O negro acabou sendo ferroviário; casou-se, tornou-se pai de dois filhos; ficou viúvo, casou-se novamente, tornando-se pai de mais três filhas. Pelo que conta o Yabiku, o Bassu – apelido de Cipriano Laureano do Rosário (1919-1983) -, só trouxe alegria à sua família. Além de falar, cantava em okinawano tocando shamisen (uma espécie de guitarra okinawana de três cordas). Trouxe aos amarelos a alegria dos negros.

Por volta de 1980, o Yabiku foi com alguns parentes visitar o Bassu. Foram atendidos por uma jovem negra que gritou pra mãe: “A família do pai está aqui”. E, de forma educada, “a família” foi recebida.

Os japoneses sempre deram muita atenção à educação. Para ilustrar esse fato, sabe-se que, em 1938, quando Getúlio Vargas proibiu escolas estrangeiras em nosso país, havia em São Paulo 8 escolas italianas, 20 escolas alemãs e nada menos que 294 escolas japonesas.

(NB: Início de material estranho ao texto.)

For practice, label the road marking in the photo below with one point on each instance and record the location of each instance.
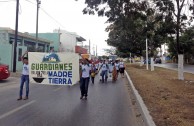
(57, 89)
(16, 109)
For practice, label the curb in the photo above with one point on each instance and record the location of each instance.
(144, 111)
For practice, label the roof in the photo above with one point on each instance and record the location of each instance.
(26, 35)
(80, 39)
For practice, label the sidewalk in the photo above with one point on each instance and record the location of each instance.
(16, 74)
(174, 66)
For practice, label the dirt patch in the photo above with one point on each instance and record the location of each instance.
(169, 100)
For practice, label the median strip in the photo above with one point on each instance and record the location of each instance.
(16, 110)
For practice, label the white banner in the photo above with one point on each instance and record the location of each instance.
(54, 68)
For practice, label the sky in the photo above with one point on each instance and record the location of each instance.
(55, 14)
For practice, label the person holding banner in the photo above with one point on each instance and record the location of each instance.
(85, 75)
(24, 77)
(93, 72)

Além das escolas, muitas associações nipônicas foram fundadas. No início eram separadas – japonesas e okinawanas. Em nossa cidade, temos a Ucens, União Cultural e Esportiva Nipo-Brasileira de Sorocaba, que desde a sua fundação agregou japoneses e okinawanos. E, suponho, até bassus brasileiros.

 

Adalberto Nascimento
(⭐6/6/1946 | ➕1/7/2019)

Associado n.º 1 da AEASMS, servidor municipal aposentado, ex-secretário de Edificações e Urbanismo (1983/88), de Transportes e presidente da Urbes (1993/96).

Engenheiro civil graduado pela Poli-USP (1972), pós-graduado na área de Transportes, atuou como engenheiro, consultor e professor universitário.

Escritor, autor de livros de crônicas e curiosidades matemáticas e membro da Academia Sorocabana de Letras, colaborava semanalmente com este site nos espaços Coluna do Dal e Desafio do Prof.º Dal

[Artigo publicado originalmente pelo Jornal Cruzeiro do Sul em 6 de janeiro de 2013]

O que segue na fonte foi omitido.